We were hungry and headed straight to Maranui Café before visiting Te Papa, New Zealand’s much-treasured national museum. Mr A was somewhat underwhelmed and we spent most time at the “force of nature” section, where you get a good idea on plate tectonics and what they mean for New Zealand.
In the afternoon, we drove north to lovely Moana Lodge in Plimmerton, where we were to stay for the upcoming nights.
The next day we took the train to Wellington and spent all day sightseeing: we walked along the parliamentary buildings, took the tram up to the botanical gardens, explored them, then did the walking tour suggested by our Lonely Planet guides that slowly brought us back to the train station, by way of a few detours – most of them of the culinary vegan kind.
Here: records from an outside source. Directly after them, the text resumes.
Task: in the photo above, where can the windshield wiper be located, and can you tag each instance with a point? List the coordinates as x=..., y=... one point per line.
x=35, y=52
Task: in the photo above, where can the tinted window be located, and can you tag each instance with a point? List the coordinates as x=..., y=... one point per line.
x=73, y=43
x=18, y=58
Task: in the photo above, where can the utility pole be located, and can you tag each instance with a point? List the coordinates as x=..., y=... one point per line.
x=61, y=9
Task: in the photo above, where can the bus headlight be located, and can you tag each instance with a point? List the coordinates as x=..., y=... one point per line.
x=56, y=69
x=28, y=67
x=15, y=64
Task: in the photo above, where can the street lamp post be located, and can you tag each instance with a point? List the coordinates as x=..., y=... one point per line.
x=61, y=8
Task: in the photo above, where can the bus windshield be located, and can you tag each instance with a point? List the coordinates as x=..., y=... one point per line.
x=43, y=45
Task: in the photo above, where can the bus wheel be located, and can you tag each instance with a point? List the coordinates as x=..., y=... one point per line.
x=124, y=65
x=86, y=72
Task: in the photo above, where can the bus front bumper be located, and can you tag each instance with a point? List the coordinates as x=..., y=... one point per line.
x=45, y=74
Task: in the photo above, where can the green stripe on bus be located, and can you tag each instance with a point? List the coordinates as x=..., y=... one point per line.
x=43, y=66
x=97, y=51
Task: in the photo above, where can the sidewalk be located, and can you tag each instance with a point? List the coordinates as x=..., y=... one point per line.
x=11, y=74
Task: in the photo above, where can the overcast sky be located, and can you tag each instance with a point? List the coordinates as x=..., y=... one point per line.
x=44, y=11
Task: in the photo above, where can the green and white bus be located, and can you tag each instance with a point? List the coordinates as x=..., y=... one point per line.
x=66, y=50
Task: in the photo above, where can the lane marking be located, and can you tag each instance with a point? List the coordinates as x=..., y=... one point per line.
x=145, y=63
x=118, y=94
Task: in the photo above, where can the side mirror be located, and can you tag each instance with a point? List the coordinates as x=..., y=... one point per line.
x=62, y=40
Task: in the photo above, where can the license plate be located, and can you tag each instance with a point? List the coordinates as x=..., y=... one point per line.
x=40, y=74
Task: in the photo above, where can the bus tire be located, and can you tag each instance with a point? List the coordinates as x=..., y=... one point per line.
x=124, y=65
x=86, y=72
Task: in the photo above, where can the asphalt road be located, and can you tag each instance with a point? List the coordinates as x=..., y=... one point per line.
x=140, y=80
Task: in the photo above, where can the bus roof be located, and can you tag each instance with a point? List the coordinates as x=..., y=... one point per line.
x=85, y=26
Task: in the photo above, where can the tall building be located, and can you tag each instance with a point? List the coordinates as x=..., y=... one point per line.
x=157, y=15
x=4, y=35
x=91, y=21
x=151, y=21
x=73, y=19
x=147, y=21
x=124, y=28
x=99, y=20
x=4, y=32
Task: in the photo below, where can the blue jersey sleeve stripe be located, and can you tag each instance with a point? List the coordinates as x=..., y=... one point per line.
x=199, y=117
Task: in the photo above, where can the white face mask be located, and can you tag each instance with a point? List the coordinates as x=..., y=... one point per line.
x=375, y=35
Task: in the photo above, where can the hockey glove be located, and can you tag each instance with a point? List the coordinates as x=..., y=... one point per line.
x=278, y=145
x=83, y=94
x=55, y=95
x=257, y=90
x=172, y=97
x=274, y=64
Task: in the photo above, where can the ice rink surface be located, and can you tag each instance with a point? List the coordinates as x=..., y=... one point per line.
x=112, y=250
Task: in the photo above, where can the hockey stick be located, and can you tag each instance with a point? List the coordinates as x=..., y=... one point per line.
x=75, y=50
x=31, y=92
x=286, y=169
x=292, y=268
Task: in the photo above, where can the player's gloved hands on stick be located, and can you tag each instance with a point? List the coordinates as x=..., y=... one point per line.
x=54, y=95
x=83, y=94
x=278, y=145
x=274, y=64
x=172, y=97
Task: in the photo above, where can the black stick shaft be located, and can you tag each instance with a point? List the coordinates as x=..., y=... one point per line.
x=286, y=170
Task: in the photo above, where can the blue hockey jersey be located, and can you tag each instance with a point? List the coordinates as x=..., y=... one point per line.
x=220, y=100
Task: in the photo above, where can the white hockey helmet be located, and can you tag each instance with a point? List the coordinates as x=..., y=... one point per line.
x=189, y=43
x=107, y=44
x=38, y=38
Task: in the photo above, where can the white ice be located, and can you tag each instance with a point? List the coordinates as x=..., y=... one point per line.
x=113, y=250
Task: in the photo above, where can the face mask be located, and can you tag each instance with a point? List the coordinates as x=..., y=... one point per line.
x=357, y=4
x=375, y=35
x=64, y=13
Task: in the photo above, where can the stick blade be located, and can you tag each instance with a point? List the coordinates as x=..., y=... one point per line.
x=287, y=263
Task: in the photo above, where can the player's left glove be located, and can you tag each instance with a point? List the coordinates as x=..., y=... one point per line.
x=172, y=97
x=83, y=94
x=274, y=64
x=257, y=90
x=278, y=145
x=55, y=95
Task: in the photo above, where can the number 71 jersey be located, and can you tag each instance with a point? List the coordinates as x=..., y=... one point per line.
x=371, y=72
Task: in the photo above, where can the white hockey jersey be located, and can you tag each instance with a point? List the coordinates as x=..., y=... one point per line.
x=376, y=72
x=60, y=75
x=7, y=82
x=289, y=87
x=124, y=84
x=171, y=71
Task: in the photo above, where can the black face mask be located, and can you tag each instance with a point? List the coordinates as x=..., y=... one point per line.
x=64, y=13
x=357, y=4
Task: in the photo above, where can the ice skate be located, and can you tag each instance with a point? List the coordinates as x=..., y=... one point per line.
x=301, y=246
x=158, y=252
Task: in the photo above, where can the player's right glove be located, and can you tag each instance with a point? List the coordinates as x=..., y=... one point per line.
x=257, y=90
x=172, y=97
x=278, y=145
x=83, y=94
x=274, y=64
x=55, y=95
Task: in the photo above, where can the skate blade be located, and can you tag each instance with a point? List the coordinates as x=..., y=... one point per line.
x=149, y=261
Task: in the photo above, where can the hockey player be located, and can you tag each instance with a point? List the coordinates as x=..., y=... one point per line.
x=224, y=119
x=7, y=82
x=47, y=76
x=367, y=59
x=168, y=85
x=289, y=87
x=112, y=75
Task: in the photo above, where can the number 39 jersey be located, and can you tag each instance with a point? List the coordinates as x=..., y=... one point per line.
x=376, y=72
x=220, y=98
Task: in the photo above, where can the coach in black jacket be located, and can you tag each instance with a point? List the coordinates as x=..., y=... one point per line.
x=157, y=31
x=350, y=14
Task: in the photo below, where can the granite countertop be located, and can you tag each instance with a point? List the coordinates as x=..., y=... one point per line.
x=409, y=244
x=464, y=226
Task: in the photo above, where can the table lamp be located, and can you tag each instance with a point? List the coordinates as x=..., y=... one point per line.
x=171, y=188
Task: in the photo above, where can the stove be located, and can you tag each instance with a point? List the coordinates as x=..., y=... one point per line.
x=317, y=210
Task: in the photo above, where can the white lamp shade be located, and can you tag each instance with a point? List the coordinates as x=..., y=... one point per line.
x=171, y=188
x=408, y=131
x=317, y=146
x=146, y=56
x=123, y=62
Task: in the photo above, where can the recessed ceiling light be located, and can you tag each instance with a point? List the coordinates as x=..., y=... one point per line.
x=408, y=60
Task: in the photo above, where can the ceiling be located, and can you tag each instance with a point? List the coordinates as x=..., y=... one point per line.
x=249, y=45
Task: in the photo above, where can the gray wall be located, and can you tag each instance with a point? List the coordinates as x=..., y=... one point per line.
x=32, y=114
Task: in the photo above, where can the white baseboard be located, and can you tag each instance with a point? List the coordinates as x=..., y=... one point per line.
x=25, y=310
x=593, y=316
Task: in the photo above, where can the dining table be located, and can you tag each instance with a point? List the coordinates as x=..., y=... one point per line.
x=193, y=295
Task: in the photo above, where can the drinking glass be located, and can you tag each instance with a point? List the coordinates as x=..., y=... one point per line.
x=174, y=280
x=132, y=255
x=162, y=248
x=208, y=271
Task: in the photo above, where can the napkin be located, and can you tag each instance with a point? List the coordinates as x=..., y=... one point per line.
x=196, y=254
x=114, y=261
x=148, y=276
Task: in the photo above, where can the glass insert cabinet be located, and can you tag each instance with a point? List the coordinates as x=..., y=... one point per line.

After that we had an official “relax-day” – we slept in, had a lazy breakfast, read a little, did the laundry and had a long, beautiful walk along the coast in the afternoon where we encountered yet more seals and I found paua shells of all shapes and sizes. We agreed that this was a place where we could live: Not in the city but close enough, with public transport available to get to work – and the ocean at our doorstep.
However, for now it was slowly getting time to approach Auckland – in only a week we were to be boarding a plane homebound. After checking the weather forecast we chose to approach Taupo by way of the Desert Road, a barren – and in winter often dangerous (and closed) section of the State Highway one across the Rangipo desert on the north island (if you have seen the Lord of the Rings movies, the Black Gates of Mordor scenes were shot there). It’s allegedly the highest part of New Zealand’s highways at up to 1074m above sea level.
We were lucky with the weather (again) and had a stunning vista of Mounts Ruapehu, Ngauruhoe (“Mount Doom”) and Tongariro, three picture-perfect volcanoes, further prettied up by the snow that came down to almost street level.